The energy of an electron in the second orbit of a hydrogen atom is \( -3.4 \, \text{eV} \). What is the energy of the electron in the third orbit? (Given: Energy of an electron in the \( n \)-th orbit of hydrogen is \( E_n = -\frac{13.6}{n^2} \, \text{eV} \)).

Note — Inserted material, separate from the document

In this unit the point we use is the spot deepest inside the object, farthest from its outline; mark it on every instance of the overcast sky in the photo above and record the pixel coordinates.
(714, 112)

• A. \( -1.51 \, \text{eV} \)
• B. \( -2.27 \, \text{eV} \)
• C. \( -3.4 \, \text{eV} \)
• D. \( -6.04 \, \text{eV} \)

Hint:

For hydrogen atom energy levels, use \( E_n = -\frac{13.6}{n^2} \, \text{eV} \). The energy becomes less negative as \( n \) increases, indicating the electron is farther from the nucleus.

Answer 1

The Correct Option is A

The energy of an electron in the \( n \)-th orbit of a hydrogen atom is given by the formula:
\[ E_n = -\frac{13.6}{n^2} \, \text{eV} \] For the third orbit (\( n = 3 \)):
\[ E_3 = -\frac{13.6}{3^2} = -\frac{13.6}{9} \, \text{eV} \] \[ E_3 \approx -\frac{13.6}{9} \approx -1.511 \, \text{eV} \] Rounding to two decimal places:
\[ E_3 \approx -1.51 \, \text{eV} \] To verify, note that the energy in the second orbit (\( n = 2 \)) is:
\[ E_2 = -\frac{13.6}{2^2} = -\frac{13.6}{4} = -3.4 \, \text{eV} \] This matches the given value, confirming the formula’s consistency. The energy becomes less negative (higher energy) as the orbit number increases, so the third orbit has a higher energy than the second.
Thus, the energy of the electron in the third orbit is \( -1.51 \, \text{eV} \).